Происшествие в России. Ч. I


Поручик Нейдгардт застрял на почтовой станции из-за плохой погоды. Когда он вышел на крыльцо, стена дождя скрыла от него дорогу, деревню за дорогой и лес. Он решил переждать ливень, вернулся в темноватую горницу, приказал своему денщику Мефодию распаковать чемодан и поставить самовар.

За столом он вновь открыл кожаную папку с документами. Александр Иванович Нейдгардт ехал из Витебска в Полоцк с важным поручением от главнокомандующего армии генерала от инфантерии графа Буксгевдена и хотел ещё раз обдумать ситуацию, в которой ему предстояло разбираться. В папке лежало несколько бумаг: письмо Буксгевдена к шефу Польского конного полка генерал-майору Каховскому, письмо государя к графу Буксгевдену и письмо некоего Н. В. Дурова, проживающего в Санкт-Петербурге, к императору Александру I. Все они касались одного весьма странного происшествия в Польском полку. Это происшествие и надо было расследовать, причём быстро, тайно и по всей строгости закона.

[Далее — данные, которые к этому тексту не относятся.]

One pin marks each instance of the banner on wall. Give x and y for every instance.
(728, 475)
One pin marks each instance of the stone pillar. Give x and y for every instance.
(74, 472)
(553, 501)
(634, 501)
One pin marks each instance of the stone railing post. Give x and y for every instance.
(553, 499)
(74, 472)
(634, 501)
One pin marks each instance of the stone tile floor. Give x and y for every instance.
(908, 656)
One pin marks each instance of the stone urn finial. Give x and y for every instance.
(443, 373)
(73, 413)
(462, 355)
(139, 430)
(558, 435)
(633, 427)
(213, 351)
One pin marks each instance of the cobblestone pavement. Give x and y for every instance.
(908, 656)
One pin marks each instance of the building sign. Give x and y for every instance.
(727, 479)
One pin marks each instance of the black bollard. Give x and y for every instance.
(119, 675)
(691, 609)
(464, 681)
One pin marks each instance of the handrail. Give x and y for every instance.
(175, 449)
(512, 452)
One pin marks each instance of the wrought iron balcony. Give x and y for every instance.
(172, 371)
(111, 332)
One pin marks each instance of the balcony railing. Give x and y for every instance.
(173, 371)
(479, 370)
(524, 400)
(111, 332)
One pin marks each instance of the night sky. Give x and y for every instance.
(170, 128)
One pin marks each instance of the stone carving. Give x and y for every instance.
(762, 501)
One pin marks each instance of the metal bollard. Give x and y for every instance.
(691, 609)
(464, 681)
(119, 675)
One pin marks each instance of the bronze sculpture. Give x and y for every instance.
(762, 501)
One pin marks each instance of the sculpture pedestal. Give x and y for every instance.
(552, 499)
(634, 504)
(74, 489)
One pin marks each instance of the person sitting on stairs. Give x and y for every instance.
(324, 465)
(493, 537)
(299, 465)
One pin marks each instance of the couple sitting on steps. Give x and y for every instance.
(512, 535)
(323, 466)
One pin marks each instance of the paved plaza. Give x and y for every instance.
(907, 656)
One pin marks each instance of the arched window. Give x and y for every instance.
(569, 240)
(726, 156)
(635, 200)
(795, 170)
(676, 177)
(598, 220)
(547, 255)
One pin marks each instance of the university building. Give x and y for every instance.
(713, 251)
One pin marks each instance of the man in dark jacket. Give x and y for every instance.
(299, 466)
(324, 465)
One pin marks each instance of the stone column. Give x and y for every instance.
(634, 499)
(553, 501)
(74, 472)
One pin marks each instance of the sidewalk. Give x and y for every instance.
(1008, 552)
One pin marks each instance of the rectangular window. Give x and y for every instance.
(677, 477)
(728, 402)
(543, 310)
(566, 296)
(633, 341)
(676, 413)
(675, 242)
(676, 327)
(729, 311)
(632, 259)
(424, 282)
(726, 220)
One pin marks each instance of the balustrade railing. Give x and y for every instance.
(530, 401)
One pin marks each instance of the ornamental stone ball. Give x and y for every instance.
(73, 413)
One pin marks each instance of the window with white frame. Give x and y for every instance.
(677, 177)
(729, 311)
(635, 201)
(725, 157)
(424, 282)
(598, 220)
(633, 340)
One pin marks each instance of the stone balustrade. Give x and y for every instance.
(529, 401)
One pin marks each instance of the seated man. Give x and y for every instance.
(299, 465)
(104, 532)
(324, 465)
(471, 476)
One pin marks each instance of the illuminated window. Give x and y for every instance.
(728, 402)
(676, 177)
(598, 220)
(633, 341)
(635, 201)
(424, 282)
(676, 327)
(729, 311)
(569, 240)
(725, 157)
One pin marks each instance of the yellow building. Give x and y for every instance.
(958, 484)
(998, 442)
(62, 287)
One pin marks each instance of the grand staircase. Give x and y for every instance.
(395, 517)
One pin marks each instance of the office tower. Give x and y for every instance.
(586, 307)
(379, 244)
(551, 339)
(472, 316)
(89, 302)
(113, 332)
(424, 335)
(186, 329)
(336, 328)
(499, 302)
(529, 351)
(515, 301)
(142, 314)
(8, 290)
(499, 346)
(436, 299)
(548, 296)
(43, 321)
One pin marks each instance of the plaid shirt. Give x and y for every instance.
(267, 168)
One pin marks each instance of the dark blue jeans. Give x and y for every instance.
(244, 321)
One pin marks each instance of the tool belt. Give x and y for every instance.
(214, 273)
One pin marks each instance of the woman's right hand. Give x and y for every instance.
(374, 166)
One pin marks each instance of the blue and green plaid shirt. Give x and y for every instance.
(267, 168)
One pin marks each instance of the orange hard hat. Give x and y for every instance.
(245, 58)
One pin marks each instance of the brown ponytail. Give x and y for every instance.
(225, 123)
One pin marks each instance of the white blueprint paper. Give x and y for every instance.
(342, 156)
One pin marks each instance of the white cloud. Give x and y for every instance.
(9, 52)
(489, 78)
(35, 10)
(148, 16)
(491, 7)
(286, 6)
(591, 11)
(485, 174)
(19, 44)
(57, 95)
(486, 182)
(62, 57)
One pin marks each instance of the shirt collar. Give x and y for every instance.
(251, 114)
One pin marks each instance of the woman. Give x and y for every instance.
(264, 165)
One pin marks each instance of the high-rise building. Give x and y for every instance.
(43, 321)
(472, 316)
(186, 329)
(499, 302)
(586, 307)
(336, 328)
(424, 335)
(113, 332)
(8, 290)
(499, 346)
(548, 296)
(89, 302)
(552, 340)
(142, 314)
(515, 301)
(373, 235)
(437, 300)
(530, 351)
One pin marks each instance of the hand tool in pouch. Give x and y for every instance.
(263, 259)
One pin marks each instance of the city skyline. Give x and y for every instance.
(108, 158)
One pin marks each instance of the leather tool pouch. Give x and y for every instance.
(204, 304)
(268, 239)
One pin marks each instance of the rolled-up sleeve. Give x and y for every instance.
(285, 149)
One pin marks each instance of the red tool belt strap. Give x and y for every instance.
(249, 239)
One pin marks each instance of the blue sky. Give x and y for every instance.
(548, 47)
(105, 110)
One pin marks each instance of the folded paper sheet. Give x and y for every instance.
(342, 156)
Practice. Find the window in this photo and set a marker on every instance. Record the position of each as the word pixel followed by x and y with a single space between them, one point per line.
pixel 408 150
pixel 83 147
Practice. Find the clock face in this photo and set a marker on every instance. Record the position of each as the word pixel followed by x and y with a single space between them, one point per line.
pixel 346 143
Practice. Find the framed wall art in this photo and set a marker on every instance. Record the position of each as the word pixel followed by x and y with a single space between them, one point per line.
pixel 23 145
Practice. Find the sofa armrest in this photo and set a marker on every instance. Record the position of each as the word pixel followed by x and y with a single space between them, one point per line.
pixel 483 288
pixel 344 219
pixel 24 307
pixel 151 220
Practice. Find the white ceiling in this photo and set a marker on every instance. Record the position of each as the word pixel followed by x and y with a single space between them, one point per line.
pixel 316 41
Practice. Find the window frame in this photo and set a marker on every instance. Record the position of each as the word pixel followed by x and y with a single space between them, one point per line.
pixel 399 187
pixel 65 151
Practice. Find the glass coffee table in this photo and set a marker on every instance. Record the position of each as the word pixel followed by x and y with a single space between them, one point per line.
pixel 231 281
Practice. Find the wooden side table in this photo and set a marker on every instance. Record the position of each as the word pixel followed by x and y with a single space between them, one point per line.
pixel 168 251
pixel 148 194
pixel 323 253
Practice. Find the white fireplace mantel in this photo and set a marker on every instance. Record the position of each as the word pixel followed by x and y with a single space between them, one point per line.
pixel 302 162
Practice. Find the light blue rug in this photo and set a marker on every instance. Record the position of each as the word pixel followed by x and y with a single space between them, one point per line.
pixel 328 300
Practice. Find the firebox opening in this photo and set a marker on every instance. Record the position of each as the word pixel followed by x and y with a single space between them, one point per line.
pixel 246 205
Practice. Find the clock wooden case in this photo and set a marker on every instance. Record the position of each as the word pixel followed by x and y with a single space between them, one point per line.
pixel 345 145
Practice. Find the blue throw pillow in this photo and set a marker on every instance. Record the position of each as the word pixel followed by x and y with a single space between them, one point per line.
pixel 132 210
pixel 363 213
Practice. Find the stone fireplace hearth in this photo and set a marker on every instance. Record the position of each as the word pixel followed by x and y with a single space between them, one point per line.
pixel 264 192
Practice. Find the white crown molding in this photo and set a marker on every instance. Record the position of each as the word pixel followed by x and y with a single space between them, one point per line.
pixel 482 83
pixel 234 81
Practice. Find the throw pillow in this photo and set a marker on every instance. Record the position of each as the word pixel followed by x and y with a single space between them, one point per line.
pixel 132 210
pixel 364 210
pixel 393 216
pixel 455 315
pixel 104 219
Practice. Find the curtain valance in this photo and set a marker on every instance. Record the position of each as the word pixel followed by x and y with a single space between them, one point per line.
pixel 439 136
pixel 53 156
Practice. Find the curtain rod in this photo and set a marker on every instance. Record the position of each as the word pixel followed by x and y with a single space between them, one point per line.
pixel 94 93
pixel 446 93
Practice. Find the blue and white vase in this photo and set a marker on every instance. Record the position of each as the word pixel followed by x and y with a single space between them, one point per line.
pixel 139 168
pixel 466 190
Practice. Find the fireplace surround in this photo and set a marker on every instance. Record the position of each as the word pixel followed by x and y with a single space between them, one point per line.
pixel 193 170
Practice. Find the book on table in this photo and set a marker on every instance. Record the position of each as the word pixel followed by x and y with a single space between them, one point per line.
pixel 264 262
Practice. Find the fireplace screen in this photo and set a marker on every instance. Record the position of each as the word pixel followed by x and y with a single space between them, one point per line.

Нейдгардт ещё раз перечитал письмо Дурова, датированное 28 сентября 1807 года. Оно говорило о том, что коллежский советник Дуров из Сарапула повсюду ищет дочь свою Надежду, по мужу Чернову, которая убежала из дома и записалась в Конно-Польский полк под именем Александра Соколова. Родственники просили государя вернуть домой эту несчастную.

В письме поручику особенно не нравилось слово «несчастная». Женщина, убежавшая от мужа, покинувшая семью, вовсе не несчастная. Она — преступница. Каковы могут быть её нравственные качества, если прибежище себе она нашла в кавалерийском полку, среди полутора тысяч мужчин? Совершенно ясно, что это — авантюристка. Хуже того — просто непотребная девка, которой удалось обманом проникнуть в ряды Польского полка и тем самым опозорить его славное боевое имя.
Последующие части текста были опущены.